How many times can you count in your own life when fear held you back? You didn’t put your hand up in class even though you knew that you had the right answer. You refused to audition for the school choir although you had a very good voice. You got nervous the day that the radio personality was asking questions of those queued in the line as you waited to pay your cell phone bill and got angry with yourself because if you weren’t so chicken you might have been the proud owner of a Blackberry Torch.
Succumbing to fear is as if you’re literally saying “no” to life. Yet the more we fear the more fear seems to show up. “Why can’t fear just curl up and die?” you ask softly. Fear is relentless. You want to ask your boss for a change in working hours – there’s fear. You want to leave the business you helped your husband build and pursue something on your own and there is fear again. You want to leave your job and start a business for yourself but much too afraid to take the first step. Fear seems to be the dragon and if we don’t slay it we will lay doom to a dull and boring life.
So how do we treat with fear when it shows up? What if we could use fear and all that it surfaces to our advantage? What if we gave a different meaning to fear? What if we gave fear a makeover? This is something that we have no problem doing with our physical selves so why not fear?
When fear first shows up, our natural tendency is to shy away from it…run in the other direction. What about if we stared fear down in the eye – shouted at fear boldly claiming that “we’re seeing you – come right on in!” What if we welcomed fear?
What if we thanked fear for showing up? Think of the presence of fear as an indication that we’re on the right track. That this is something we should be doing and the presence of fear is the confirmation of same. So when we feel fear that we press on knowing that this is what we were meant to be doing.
What if we changed fear’s name and instead of fear called it excitement? What if we interpreted fear as an adrenaline rush so forceful because of the risk we felt we were taking?
What if instead of a foe, fear became a friend?
In the book “Change or Die” by Alan Deutschman he lays out three deceptively simple principles for change – He calls them the 3-Rs: Relate, Repeat and Reframe. Let’s use that in the context of fear.

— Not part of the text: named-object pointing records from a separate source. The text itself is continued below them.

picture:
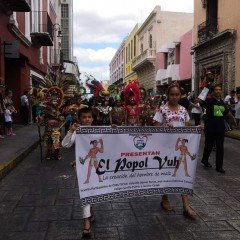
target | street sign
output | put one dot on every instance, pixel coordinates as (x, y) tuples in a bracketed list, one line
[(11, 49)]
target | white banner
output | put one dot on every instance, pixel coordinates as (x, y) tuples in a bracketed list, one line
[(135, 161)]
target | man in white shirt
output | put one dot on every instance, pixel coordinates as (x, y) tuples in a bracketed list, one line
[(25, 107)]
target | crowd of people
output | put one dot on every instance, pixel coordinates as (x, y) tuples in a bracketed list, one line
[(131, 106), (169, 110), (8, 111)]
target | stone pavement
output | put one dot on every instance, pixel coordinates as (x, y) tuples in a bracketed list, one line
[(14, 148), (40, 201), (234, 134)]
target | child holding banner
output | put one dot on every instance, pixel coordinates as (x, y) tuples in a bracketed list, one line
[(86, 118), (173, 115)]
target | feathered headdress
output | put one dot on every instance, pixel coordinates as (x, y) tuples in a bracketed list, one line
[(97, 88), (132, 91)]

Because we have so much built-in resistance to change, it’s almost impossible to change unless we have the right kind of support. The key, as Deutschman says “is to form a new, emotional relationship with a person or community that inspires and sustains hope.” This could be a coach or therapist for an individual, or for a business it could be an in-depth coaching, training, or consulting program.
Change takes time. It takes repetition and practicing new skills before the change becomes the normal way of doing things. Nobody becomes a great athlete, mathematician, musician or marketer without this kind of long-term repetition so keep practicing until you find an approach that works for you in befriending your fear.
To change, it starts with your thinking, with your mindset, with your point of view. Instead of a dreaded ogre to be avoided, dealing with fear becomes an exciting adventure.
If you operate from these three simple change principles you are going to have a much easier time making change happen despite your fears.